Once he was an obedient son, a sweet older brother, a loving husband and a doting father. He was a true blue Punjabi who wore his heart on the sleeve and never shied away from baring his emotions. The people he loved knew him as the warmest, kindest, most caring and sweet person who though shy would always be there for them in their hour of need.

He loved with all his heart and gave every relationship his 100 percent.

Life was perfect and beautiful for him, until it was not.

He believed he lived in a world that was perfect. His world was perfect – something right out of a dream, until he realized the nightmare it could turn into and did.

Gone was the illusion and with it every dream that he had. He woke up to the cruel, ugly reality that burned his world to ashes, while all he could do was stand and watch as it crumbled to dust.

He had assumed the worst was over when it was done, oh how mistaken he was. For it was only the beginning.

The carnage had barely scratched the surface.

People who deceived him did not just kill the love that he had or his capacity to feel any emotion thereafter, by ripping his heart out, they ransacked every hope he had, every dream he dared dream, every bit of happiness he ever felt and turned his world inside out.

He could have lived with a broken heart and the ruins of a failed marriage. He could have even let every trauma he ever felt slide had it not been for the worst – had he not been deprived of his own flesh and blood.

The mockery and jibes he faced from the world at large were nothing to the tears that he and his kin shed once they lost Aditya.

Every humiliation, every insult was tolerable to him but losing his son was not.

The blow was the one that changed him.

Now he is this man – one who is rude to a fault, careless and insensitive to the world that is every bit suave and stylish. Gone is the sweet, shy, content, mild-mannered Raman, who wore glasses, had a paunch whose his hair was greased back.

The mask he wore has everyone fooled so well even those who have known him all his life now do not recognize him as well as they should.

Mihir, his shadow, failed to see through him. He could not pick up the simple fact that he never meant for Mihir to marry Trisha – all he wanted was for Mihir to speak up for himself, take a stand for the girl he loves without the debt he felt he owed to him.

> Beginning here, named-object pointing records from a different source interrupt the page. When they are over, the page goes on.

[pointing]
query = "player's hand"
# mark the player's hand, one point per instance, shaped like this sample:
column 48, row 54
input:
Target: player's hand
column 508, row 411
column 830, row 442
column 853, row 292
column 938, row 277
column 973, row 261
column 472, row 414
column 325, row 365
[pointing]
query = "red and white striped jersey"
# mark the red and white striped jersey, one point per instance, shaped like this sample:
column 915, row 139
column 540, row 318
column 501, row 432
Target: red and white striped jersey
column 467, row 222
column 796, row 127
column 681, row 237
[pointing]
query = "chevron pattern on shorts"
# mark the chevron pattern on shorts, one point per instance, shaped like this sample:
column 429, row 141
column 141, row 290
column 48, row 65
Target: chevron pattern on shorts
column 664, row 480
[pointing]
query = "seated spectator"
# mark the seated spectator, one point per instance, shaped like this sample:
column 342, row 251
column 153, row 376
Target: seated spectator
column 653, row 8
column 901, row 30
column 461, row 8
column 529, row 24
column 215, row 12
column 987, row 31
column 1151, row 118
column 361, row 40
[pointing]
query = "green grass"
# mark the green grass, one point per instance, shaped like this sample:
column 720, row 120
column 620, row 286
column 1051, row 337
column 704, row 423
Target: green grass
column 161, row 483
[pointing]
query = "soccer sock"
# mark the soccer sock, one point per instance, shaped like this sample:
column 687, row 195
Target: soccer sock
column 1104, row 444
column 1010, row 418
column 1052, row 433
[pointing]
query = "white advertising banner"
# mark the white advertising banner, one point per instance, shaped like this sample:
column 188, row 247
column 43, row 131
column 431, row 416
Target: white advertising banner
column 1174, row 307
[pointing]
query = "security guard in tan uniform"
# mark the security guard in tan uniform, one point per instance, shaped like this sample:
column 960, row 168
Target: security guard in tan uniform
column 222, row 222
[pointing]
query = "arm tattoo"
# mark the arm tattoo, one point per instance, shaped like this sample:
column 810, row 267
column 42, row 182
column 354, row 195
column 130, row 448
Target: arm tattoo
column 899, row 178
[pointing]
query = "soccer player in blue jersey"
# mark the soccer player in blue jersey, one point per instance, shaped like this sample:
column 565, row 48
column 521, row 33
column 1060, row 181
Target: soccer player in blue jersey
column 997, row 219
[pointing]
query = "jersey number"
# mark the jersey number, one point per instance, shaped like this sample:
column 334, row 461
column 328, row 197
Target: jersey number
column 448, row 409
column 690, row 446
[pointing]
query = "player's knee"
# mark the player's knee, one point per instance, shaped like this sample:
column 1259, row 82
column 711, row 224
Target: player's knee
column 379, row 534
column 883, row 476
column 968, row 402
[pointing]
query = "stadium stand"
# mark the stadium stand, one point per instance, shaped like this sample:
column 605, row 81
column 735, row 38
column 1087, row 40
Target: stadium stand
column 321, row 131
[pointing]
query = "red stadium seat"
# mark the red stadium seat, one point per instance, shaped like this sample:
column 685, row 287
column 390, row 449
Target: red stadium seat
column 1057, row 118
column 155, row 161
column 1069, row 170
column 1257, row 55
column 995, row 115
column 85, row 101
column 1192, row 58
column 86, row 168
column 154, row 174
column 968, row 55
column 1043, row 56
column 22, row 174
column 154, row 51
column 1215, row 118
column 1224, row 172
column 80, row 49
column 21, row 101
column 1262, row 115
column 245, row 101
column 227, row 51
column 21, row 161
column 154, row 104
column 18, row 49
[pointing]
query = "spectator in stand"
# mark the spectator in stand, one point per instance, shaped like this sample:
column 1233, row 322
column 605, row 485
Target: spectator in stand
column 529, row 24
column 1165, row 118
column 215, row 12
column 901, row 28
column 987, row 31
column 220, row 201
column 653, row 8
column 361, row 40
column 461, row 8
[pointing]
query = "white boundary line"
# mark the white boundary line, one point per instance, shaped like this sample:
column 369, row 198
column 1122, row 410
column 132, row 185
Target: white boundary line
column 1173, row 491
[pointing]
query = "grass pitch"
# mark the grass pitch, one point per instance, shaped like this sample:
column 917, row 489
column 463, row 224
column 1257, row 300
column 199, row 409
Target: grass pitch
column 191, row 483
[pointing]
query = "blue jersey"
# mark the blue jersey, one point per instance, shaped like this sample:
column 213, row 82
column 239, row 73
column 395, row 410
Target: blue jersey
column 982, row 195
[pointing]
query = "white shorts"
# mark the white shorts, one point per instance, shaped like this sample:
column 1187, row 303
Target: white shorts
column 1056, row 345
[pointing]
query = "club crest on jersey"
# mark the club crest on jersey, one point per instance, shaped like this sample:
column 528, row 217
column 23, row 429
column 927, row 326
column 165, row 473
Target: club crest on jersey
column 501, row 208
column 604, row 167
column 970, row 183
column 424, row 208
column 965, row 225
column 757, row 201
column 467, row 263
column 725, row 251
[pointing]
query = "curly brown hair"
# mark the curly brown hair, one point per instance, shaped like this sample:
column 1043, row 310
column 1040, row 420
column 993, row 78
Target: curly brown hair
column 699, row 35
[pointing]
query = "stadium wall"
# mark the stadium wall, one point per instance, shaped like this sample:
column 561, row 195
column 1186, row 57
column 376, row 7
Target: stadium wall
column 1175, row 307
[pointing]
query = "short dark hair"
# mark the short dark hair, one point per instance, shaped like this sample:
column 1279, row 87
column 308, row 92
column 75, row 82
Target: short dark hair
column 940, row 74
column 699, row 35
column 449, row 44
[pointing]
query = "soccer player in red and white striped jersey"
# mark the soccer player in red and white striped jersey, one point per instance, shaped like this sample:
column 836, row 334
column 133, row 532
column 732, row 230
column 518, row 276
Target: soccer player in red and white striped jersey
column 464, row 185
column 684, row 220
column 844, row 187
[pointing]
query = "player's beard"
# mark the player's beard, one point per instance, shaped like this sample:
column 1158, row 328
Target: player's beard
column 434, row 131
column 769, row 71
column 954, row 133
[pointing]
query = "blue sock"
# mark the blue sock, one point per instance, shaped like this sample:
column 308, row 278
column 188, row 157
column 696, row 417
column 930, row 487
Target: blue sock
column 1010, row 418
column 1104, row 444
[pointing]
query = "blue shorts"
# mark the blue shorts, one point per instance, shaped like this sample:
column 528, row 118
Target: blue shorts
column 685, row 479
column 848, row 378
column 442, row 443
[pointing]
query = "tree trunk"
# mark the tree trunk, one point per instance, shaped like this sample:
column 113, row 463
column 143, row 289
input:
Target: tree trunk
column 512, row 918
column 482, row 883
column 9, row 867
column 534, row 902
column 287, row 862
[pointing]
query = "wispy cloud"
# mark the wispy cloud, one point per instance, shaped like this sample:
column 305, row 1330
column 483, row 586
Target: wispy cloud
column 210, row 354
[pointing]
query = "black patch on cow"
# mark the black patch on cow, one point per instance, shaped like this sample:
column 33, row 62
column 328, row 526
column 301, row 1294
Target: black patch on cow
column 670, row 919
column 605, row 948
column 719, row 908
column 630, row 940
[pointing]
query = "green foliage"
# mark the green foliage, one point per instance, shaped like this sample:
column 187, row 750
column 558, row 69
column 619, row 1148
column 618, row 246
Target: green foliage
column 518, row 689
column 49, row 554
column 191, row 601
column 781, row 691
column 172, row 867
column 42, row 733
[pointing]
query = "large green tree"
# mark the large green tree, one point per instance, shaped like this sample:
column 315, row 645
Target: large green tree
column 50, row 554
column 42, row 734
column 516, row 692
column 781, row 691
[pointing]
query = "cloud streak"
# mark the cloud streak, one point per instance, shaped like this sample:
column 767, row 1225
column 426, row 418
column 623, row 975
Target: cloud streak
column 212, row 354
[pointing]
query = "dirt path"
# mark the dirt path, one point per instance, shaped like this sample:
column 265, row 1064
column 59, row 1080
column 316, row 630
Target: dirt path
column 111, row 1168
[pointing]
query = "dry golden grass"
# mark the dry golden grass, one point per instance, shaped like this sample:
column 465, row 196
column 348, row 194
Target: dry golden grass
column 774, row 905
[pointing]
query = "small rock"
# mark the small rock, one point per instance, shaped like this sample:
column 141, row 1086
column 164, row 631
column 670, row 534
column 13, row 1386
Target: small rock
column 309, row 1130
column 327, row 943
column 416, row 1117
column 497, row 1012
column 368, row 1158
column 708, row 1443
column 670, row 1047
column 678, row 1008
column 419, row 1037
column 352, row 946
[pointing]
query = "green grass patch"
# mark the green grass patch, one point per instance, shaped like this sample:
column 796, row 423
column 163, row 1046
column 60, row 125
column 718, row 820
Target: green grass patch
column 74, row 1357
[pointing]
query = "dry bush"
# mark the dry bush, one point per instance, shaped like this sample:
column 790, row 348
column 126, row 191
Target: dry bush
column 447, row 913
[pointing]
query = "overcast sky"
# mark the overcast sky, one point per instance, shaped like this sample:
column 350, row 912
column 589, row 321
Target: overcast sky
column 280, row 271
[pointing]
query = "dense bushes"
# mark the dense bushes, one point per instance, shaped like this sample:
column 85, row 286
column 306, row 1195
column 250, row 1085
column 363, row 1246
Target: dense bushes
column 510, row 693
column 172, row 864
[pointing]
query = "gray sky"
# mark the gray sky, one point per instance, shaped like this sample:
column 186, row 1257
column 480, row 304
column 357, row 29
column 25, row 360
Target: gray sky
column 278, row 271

Despite the things they took from him, he is thankful to his mentor and ex-wife for the one thing that they did give him.

The lessons that forged him, his new identity; he learned from them.

The ability to wear a mask – one that deceives even those around you, the harsh lesson that the world only bends for those who have the power to make it happen were learned by him because of their doings.

Thanks to them, he is a wiser man, a guarded man – a well-hidden man.

He had assumed he had learned enough to now know it all, had perceived now that he has been burned once he wont ever make the same mistake again.

He will not ever go wrong in judging people again.

Oh, how wrong was he – how very foolish to believe he had learned all there is to it, when nothing could have been truer? But how was he supposed to know this before? How could he have learned life never stops teaching you - he was yet to meet her till then after all, their paths had not yet crossed, as they now have.

He has heard the idiom – never judge a book by its cover, so many times, - a lesson which applies to him as well, strange how the lesson never fails to teach him something new every time that he comes to reflect upon it as well.

He has been married twice – and both his wives – an ex and a present, are as different as chalk and cheese.

Strange how though, they both have taught him the same lesson – one he first learned from Shagun and now with Ishita – is unlearning and relearning at the same time – appearances can be and are deceiving.